Gelet op vorengenoemde landbouwactiviteiten is verweerder er naar het oordeel van het College niet in geslaagd om te motiveren dat de betreffende percelen volledig dienen te worden aangemerkt als bermen. Ter zitting heeft verweerder gesteld geen onderscheid te maken tussen een smalle strook grenzend aan de weg en de breedte van het volledige perceel, zelfs indien het zou gaan om een perceel van 20 meter breed. Verweerder acht blijkbaar het enkele feit dat sprake is van grond die grenst aan een weg voldoende om te kunnen spreken van een berm. Naar het oordeel van het College kan een perceel grond niet reeds omdat het direct naast een weg is gelegen en ongeacht zijn afmeting loodrecht op de lengte van de weg, geacht worden in zijn geheel hoofdzakelijk een verkeerskundige of infrastructurele functie te hebben en dus kennelijk niet voor de uitvoering van de landbouw gebruikt of beschikbaar gehouden te worden. Aan de door verweerder aangehaalde definitie in de Wegenverkeerswet komt geen betekenis toe, omdat hierin slechts is aangegeven dat een berm tot de weg behoort. De vraag of en tot waar een perceel als berm dient te gelden wordt hiermee niet beantwoord. Indien aanwijsbaar is dat ander gebruik plaatsvindt, zal dit onder ogen moeten worden gezien. Dit betekent dat verweerder afhankelijk van de situatie ter plaatse zal moeten beoordelen waarom en in hoeverre de landbouwactiviteiten van appellant op de percelen noemenswaardige hinder ondervinden van de intensiteit, de aard, de duur en de planning van de verkeerskundige en infrastructurele functie. In het algemeen lijkt dergelijke hinder minder goed voorstelbaar naar mate het perceel breder is en de grond verder van de weg af is gelegen.
7.1
Gelet op het vorenstaande is het bestreden besluit genomen in strijd met het motiveringsbeginsel zoals vastgelegd in artikel 7:12, eerste lid, van de Algemene wet bestuursrecht (Awb). Het voorgaande betekent dat het beroep op dit punt slaagt en dat het bestreden besluit dient te worden vernietigd.

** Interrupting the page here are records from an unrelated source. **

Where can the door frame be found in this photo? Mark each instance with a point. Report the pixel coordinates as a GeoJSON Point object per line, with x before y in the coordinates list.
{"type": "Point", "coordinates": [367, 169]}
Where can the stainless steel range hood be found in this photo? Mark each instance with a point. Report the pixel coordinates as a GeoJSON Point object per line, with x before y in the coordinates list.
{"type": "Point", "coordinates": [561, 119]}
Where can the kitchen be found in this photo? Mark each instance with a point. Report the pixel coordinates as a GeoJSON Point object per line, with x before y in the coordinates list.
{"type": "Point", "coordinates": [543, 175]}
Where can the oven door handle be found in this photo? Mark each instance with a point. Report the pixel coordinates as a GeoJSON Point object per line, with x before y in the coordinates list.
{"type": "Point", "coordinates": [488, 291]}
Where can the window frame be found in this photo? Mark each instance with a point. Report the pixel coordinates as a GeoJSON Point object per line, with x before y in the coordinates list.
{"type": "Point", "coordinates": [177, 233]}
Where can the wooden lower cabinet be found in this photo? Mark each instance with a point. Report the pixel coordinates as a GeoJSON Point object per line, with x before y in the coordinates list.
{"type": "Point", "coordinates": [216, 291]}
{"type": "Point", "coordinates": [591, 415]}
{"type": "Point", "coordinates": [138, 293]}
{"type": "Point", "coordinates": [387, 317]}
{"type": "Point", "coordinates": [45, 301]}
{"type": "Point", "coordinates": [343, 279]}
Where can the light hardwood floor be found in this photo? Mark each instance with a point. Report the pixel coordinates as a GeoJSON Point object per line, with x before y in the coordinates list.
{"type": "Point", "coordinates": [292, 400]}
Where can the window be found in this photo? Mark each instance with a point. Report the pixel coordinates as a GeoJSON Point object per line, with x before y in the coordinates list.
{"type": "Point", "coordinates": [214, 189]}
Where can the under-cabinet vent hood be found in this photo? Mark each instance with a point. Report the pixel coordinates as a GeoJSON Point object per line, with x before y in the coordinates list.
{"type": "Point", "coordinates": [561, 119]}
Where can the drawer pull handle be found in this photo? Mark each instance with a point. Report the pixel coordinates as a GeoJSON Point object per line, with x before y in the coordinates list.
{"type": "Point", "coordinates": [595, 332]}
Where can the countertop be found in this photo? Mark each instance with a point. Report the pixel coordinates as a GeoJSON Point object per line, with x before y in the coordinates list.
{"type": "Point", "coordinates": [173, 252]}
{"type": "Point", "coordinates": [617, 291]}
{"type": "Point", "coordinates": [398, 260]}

Het College zal niet zelf in de zaak voorzien, nu op grond van het dossier niet kan worden vastgesteld in hoeverre de opgegeven percelen in overwegende mate voor landbouwactiviteiten in gebruik zijn.
7.2
Toepassing van een bestuurlijke lus is in dit geval niet aangewezen. Aangezien er meerdere zaken met dezelfde rechtsvraag, maar met verschillende feitenconstellaties bij het College aanhangig zijn, acht het College het raadzaam dat de coördinatie van de nieuw te nemen beslissingen in al deze procedures bij verweerder berust. Verweerder zal, gelet op het voorgaande, een nieuw besluit moeten nemen met inachtneming van deze uitspraak. Het College stelt hiervoor een termijn van drie maanden.
7.3 Voor een proceskostenveroordeling bestaat geen aanleiding.

Beslissing

Het College:
  • verklaart het beroep gegrond;
  • vernietigt het bestreden besluit;
  • draagt verweerder op binnen drie maanden na de dag van verzending van deze uitspraak een nieuw besluit te nemen op het bezwaar met inachtneming van deze uitspraak;
  • draagt verweerder op het door appellant betaalde griffierecht van € 160,-- te vergoeden;
Deze uitspraak is gedaan door mr. C.J. Waterbolk, in aanwezigheid van mr. L.C. Bannink, griffier. De beslissing is in het openbaar uitgesproken op 16 juni 2014.